Ratings for Doctor Who, the iconic British Broadcasting Corporation (BBC) sci-fi show that has been running since 1963, have crashed following the introduction of the first “openly queer” black Doctor, played by Rwandan migrant Ncuti Gatwa.
Ratings have plummeted by around 50 percent since Gatwa’s debut episode and are near the all-time low viewing figures set in 2022. The BBC, funded by a television license fee all Britons are compelled to pay if they watch live programming — even if none of it is BBC content — insists this does not account for viewers who watch on streaming services. However, the new series has already thrown away much public goodwill, with Gatwa having told viewers unhappy with the show’s woke direction: “Don’t watch. Turn off the TV. Go and touch grass, please, for God’s sake.”

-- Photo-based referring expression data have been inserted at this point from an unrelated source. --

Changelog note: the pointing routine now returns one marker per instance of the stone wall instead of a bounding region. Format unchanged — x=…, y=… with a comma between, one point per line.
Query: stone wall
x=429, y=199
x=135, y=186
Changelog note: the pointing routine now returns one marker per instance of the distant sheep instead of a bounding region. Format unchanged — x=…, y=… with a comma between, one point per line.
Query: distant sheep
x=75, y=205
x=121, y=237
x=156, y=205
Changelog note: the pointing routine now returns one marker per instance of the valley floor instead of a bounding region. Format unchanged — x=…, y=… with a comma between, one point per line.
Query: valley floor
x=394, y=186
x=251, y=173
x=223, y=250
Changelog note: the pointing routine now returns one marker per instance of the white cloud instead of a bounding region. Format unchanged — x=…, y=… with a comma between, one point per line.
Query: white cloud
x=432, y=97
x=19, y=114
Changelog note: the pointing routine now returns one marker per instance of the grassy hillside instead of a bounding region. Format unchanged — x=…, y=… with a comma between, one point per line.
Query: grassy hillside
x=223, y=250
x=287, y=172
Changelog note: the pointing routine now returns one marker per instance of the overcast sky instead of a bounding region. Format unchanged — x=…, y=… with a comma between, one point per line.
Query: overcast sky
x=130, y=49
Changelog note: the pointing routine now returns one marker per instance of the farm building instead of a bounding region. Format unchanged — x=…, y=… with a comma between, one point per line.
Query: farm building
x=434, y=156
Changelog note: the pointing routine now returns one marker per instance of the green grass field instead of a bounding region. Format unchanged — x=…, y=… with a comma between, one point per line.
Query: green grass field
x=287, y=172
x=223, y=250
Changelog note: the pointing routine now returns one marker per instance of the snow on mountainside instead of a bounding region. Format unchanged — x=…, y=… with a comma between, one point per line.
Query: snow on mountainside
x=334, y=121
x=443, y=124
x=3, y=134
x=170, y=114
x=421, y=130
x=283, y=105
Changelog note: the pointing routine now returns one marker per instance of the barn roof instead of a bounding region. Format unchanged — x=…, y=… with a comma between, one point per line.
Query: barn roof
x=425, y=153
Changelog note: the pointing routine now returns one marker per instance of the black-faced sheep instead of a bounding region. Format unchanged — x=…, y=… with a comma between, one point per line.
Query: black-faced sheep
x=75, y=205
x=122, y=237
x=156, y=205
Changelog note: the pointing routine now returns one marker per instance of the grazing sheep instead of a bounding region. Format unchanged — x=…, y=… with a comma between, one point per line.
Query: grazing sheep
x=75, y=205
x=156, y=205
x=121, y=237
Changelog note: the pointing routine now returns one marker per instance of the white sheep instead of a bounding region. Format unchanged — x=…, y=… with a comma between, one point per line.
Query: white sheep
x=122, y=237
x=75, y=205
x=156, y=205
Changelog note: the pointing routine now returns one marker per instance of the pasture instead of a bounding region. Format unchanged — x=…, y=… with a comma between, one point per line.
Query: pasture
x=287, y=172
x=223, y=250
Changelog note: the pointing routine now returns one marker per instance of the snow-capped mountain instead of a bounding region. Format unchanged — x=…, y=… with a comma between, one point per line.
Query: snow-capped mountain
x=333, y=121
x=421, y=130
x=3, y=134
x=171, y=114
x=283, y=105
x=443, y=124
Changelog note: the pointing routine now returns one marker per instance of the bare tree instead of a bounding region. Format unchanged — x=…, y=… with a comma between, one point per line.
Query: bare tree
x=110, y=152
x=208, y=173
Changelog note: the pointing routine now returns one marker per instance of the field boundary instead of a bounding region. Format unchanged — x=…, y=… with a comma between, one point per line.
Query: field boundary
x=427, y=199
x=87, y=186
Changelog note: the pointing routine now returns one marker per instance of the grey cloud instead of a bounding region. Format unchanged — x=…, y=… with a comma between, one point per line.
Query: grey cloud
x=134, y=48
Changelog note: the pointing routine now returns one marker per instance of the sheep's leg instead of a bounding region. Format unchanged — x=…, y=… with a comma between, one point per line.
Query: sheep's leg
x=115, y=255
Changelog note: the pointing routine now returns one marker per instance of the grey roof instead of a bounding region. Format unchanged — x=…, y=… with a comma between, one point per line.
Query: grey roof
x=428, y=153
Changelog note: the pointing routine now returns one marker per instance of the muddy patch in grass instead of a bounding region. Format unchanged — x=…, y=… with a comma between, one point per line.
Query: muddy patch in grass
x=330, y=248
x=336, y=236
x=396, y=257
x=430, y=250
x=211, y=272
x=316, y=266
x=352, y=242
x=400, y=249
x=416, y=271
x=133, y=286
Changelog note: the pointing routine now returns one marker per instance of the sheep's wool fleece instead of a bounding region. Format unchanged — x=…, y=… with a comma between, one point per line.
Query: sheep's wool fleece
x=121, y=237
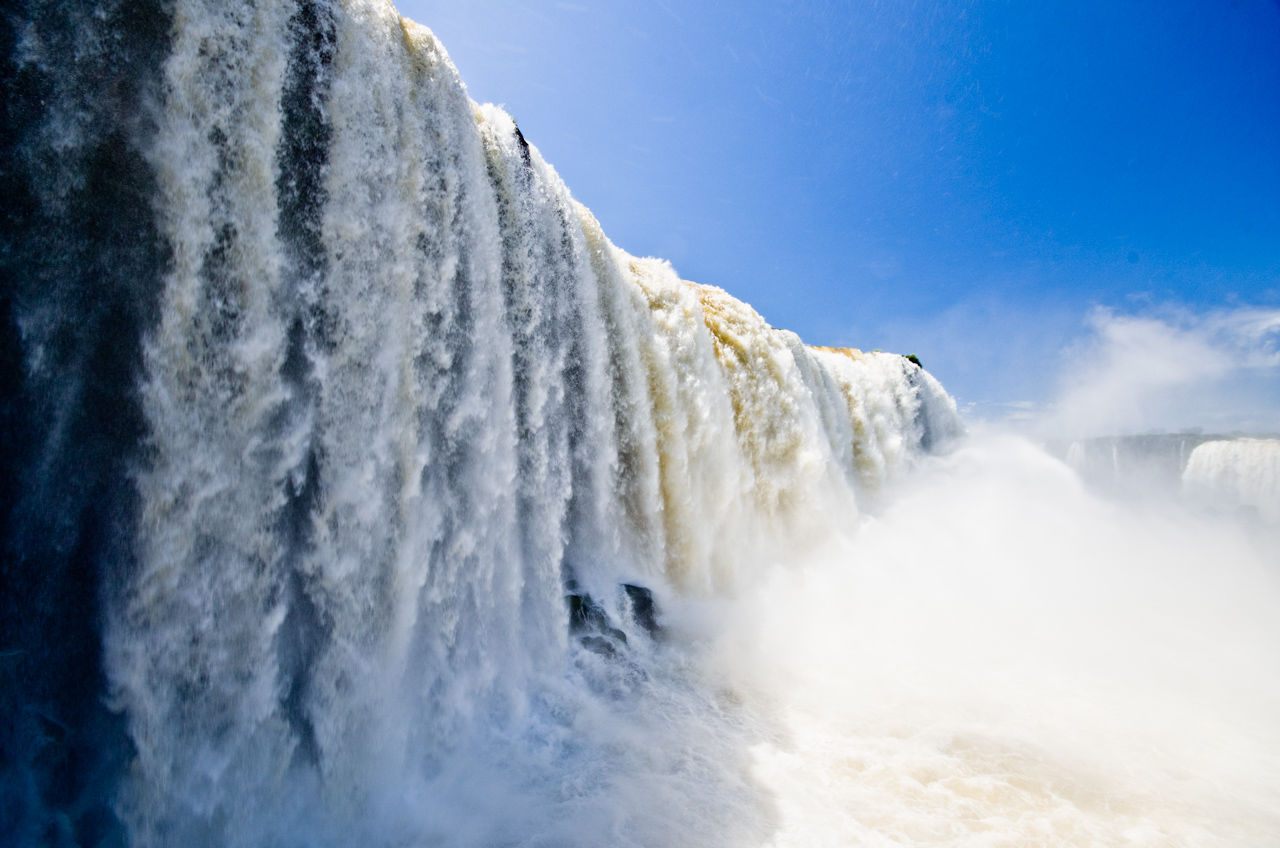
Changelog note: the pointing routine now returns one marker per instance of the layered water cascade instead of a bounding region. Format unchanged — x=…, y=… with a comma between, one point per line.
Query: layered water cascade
x=359, y=491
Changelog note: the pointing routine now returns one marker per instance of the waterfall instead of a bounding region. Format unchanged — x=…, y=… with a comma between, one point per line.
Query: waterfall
x=347, y=448
x=1237, y=473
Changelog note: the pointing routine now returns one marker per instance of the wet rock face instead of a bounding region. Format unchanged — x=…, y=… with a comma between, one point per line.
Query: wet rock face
x=643, y=607
x=598, y=630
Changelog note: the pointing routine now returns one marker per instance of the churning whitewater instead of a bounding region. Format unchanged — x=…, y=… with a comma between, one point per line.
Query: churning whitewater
x=406, y=468
x=365, y=493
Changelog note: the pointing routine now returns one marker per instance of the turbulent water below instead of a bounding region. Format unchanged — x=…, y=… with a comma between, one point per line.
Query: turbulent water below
x=362, y=492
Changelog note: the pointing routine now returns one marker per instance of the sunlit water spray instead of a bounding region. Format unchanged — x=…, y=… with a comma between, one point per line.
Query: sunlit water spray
x=369, y=495
x=1004, y=659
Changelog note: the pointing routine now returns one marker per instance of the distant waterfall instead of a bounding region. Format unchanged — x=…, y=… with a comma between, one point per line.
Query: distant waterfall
x=321, y=395
x=1243, y=473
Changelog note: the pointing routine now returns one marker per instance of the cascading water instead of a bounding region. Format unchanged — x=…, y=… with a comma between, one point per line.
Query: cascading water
x=350, y=456
x=1237, y=473
x=362, y=492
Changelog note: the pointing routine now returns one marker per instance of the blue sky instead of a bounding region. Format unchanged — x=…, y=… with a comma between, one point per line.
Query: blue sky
x=987, y=185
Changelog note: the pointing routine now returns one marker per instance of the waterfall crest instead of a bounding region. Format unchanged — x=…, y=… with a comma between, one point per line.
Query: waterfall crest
x=382, y=396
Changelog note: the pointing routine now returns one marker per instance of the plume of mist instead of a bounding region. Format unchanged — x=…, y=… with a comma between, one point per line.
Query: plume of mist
x=1215, y=372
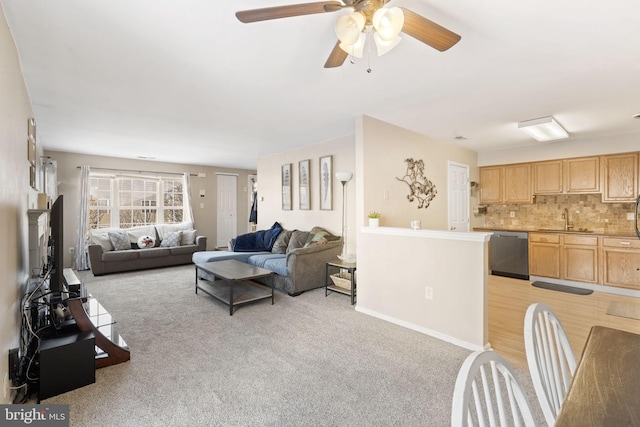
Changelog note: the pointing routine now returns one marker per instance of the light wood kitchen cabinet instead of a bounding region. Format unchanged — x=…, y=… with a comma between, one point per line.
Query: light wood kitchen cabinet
x=621, y=262
x=491, y=184
x=579, y=175
x=544, y=255
x=620, y=177
x=517, y=183
x=582, y=175
x=579, y=259
x=506, y=184
x=547, y=177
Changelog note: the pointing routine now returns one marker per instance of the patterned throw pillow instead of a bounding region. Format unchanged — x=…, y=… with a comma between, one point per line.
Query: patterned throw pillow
x=171, y=239
x=120, y=240
x=188, y=237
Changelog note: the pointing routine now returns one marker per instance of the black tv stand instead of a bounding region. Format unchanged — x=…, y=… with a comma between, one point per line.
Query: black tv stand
x=90, y=316
x=73, y=344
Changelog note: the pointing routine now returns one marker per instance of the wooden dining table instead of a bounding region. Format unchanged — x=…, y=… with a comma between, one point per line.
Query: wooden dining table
x=605, y=390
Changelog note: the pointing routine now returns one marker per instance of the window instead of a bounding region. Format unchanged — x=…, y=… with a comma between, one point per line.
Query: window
x=127, y=201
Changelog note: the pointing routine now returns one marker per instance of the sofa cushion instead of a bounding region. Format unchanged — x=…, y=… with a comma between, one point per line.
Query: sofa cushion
x=281, y=243
x=274, y=262
x=319, y=236
x=127, y=255
x=154, y=253
x=188, y=237
x=210, y=256
x=135, y=233
x=171, y=239
x=120, y=240
x=298, y=240
x=183, y=250
x=100, y=236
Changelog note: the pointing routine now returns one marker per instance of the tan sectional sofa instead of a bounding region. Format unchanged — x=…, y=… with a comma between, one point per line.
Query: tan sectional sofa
x=298, y=258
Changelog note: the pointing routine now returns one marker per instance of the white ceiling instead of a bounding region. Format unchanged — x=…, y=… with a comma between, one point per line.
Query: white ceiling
x=184, y=81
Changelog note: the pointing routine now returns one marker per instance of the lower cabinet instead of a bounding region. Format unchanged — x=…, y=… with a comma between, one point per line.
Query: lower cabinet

Showrunner Russel T. Davies, a gay man, has declared it is his “job to open doors and let the next people through and to let trans and queer stories through,” setting the tone for the direction of the publicly-funded series.
It is not an entirely new direction, however, with Davies having suggested that, in the future, straight people will not exist when he first revived the show in the 2000s. His successor and now predecessor, Steven Moffat, also said they had an agenda to insert ethnic minorities into British and European history during time-traveling stories to promote the narrative the West has always been diverse.
“We’ve kind of got to tell a lie. We’ll go back into history and there will be black people where, historically, there wouldn’t have been, and we won’t dwell on that,” Moffat explained.
“We’ll say, ‘To hell with it, this is the imaginary, better version of the world. By believing in it, we’ll summon it forth,'” he added.